I am writing a simple application for an artist who wants to market his work on iTunes. Because there are only twelve images, which can be deleted more rapidly than they could be selected from an image picker, the user does not select the images individually. Instead, the images are copied programmatically from the application bundle into the photo library. This minimizes the size and complexity of the application and saves the end-user from the tedium of having to select each image individually.

Note: this problem occurs only on the physical device (iPhone 3Gs/3.1).

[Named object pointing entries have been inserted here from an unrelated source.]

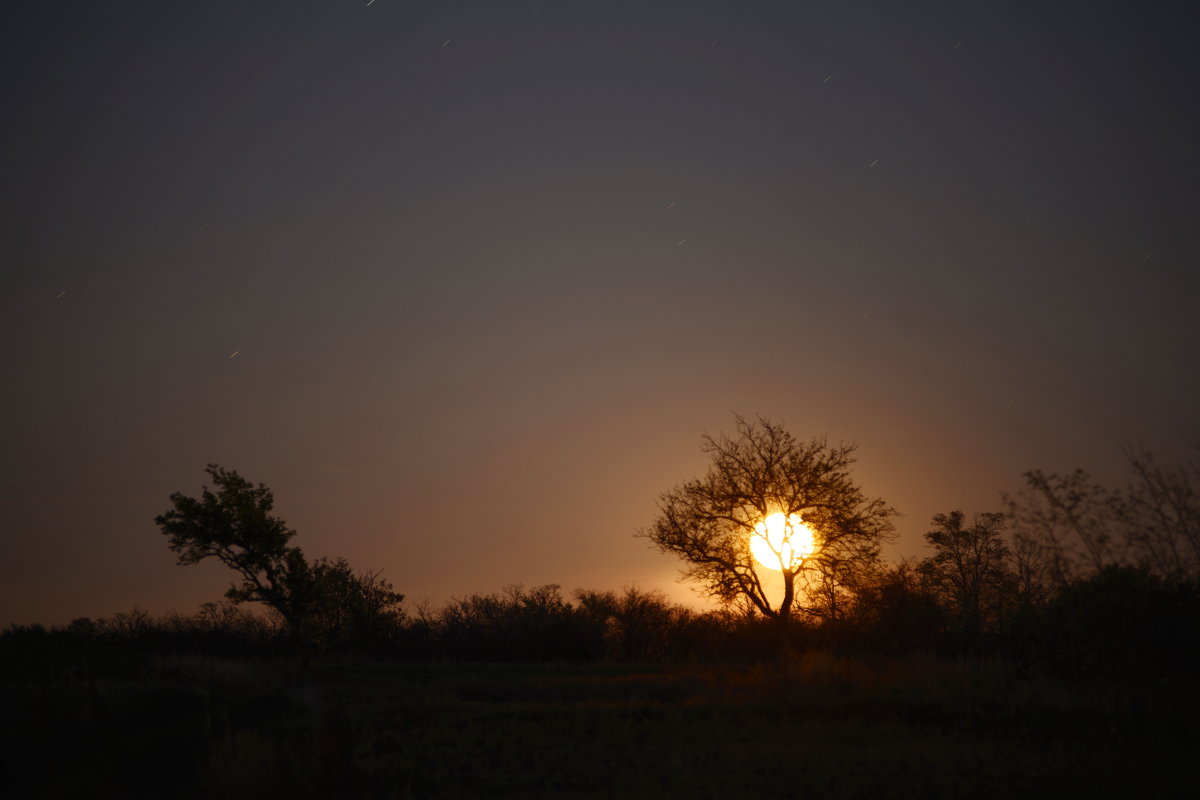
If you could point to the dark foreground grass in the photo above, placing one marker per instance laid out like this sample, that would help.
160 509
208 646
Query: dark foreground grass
819 727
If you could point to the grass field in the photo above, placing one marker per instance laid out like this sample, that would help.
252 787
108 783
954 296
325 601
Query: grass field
817 727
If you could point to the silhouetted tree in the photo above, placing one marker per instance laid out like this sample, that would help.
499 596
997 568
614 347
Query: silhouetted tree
765 470
325 601
234 525
970 567
1081 527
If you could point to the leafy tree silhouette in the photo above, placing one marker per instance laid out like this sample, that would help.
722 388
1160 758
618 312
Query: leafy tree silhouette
324 601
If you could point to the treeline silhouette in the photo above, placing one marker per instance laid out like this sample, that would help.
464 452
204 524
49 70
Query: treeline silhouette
1072 579
1119 623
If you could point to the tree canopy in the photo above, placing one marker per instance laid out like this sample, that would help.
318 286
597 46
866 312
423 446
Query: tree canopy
760 471
324 601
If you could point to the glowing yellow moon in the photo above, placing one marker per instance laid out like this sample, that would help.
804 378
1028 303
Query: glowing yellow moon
781 540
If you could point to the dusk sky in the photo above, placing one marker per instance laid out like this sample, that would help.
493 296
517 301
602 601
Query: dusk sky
466 282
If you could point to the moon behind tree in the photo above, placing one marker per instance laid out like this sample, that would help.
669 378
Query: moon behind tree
780 540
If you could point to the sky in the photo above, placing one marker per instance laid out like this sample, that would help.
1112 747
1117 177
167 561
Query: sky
466 282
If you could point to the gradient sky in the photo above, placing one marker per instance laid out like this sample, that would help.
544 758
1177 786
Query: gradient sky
490 269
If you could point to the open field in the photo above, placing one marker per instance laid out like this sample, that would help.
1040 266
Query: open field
820 727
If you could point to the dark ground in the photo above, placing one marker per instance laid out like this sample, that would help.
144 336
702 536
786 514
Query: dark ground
819 727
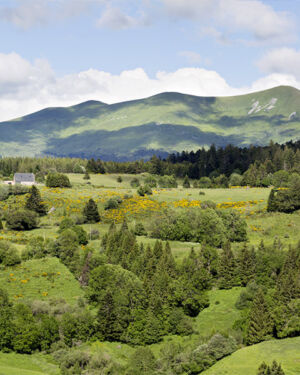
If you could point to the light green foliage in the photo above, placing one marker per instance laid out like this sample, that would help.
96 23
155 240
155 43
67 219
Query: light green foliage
246 361
45 279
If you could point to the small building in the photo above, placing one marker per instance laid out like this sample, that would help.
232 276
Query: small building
22 179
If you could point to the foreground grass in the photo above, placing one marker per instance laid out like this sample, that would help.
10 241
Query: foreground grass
221 313
246 361
21 364
40 279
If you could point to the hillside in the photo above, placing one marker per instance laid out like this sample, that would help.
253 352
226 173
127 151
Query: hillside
247 360
162 123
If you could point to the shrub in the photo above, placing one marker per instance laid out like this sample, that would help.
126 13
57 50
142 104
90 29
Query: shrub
144 190
111 204
21 219
8 254
140 230
57 180
205 182
135 182
90 212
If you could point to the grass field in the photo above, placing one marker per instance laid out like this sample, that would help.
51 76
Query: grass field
247 360
21 364
40 279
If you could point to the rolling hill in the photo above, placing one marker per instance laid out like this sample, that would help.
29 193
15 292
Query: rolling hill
163 123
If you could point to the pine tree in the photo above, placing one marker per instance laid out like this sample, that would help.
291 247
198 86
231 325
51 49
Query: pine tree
90 212
227 269
186 183
34 202
246 265
260 325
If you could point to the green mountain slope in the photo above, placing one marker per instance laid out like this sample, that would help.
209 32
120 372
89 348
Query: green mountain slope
165 122
247 360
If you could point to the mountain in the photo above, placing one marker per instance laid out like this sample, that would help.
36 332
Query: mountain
163 123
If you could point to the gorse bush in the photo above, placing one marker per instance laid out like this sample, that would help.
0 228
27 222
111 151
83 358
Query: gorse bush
57 180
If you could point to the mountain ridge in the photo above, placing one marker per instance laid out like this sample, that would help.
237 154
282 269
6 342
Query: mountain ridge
128 130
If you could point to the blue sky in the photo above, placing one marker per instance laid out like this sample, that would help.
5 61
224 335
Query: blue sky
61 52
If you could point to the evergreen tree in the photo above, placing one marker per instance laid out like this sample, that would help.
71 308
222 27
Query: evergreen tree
246 265
34 202
186 182
260 324
227 268
90 212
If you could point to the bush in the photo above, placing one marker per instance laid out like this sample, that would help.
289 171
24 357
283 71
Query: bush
140 230
8 254
21 219
57 180
167 182
135 182
111 204
144 190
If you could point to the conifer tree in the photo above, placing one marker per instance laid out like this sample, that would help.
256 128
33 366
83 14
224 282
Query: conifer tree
227 269
34 202
90 212
106 318
246 265
260 324
186 183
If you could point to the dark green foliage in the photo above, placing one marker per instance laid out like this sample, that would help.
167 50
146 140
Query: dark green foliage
246 262
260 323
86 176
90 212
21 219
190 225
142 362
186 183
227 269
144 190
34 202
112 204
287 200
57 180
135 182
140 230
236 226
274 369
8 254
38 247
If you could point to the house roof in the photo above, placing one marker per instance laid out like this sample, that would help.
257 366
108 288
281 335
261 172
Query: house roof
24 177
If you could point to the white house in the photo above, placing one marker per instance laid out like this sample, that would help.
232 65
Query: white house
22 179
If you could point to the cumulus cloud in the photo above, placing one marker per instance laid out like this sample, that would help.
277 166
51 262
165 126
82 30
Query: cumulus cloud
260 20
281 60
115 19
30 86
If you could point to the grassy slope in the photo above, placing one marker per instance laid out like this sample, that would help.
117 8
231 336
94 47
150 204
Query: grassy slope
246 361
45 277
94 128
18 364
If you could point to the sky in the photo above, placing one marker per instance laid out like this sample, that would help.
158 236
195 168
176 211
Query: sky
63 52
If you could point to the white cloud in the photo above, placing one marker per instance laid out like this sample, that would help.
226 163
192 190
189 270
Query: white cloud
260 20
115 19
25 14
27 87
191 56
281 60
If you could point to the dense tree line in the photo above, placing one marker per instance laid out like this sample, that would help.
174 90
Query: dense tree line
212 163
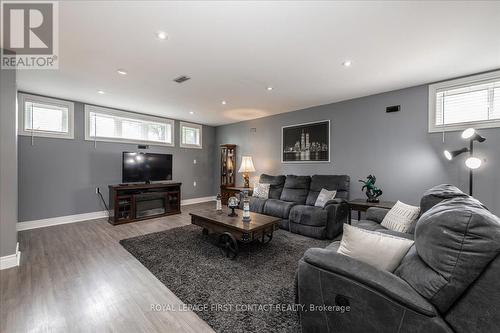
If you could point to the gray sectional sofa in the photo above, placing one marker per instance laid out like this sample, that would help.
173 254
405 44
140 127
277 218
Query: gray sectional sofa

Not surprisingly, my implementation involves calling UIImageWriteToSavedPhotosAlbum inside a loop that iterates over an array of 12 full paths to the corresponding image files (all are JPEGs). Minus the details (e.g., error checking, logging, optional callback parameters), the loop boils down to:

for ( NSString* path in paths ) {
    image = [UIImage imageWithContentsOfFile:path];
    if (image) {
        [NSThread sleepForTimeInterval:1.0]; // unacceptable
        UIImageWriteToSavedPhotosAlbum(image, ...);
    }
}

Note the line marked "unacceptable." Why must the current thread sleep for a full second prior to each invocation of UIImageWriteToSavedPhotosAlbum(image, ...)? Well, because that is quite literally how long it takes for iPhoneOS 3.1 (running on my 3Gs device) to get around to the business of actually writing a buffered UIImage object to the persistent store that represents the user's photo library! How do I know this? Well, because without the call to NSThread sleepForTimeInterval:, no error of any kind is ever reported even though only a fraction of the 12 images (which appears to vary randomly between 1 and 9) are in fact copied to the photo library. In addition, results do improve as the sleep interval increases, but, as I have discovered, the interval must be increased dramatically before the improvement becomes noticeable. Even at as high a value as 0.8 seconds, I have observed missing files following repeated trials. At 1 second, I have observed up to three consecutive "correct" runs in which all files are fully transferred before losing all patience.

I have googled this issue to death, checked every posting on this board that mentions UIImageWriteToSavedPhotosAlbum, and turned up nothing. Am I the only person in the world who has ever called that function inside a loop? Is there some reason why it should be self-evident to me that I should not do so?

A: 

A quick search of the developer forums at Apple turned up the following post:

https://devforums.apple.com/message/112119#112119 for the full thread.

This thread suggests to me that there is no safe way to write an image to the photo library programmatically.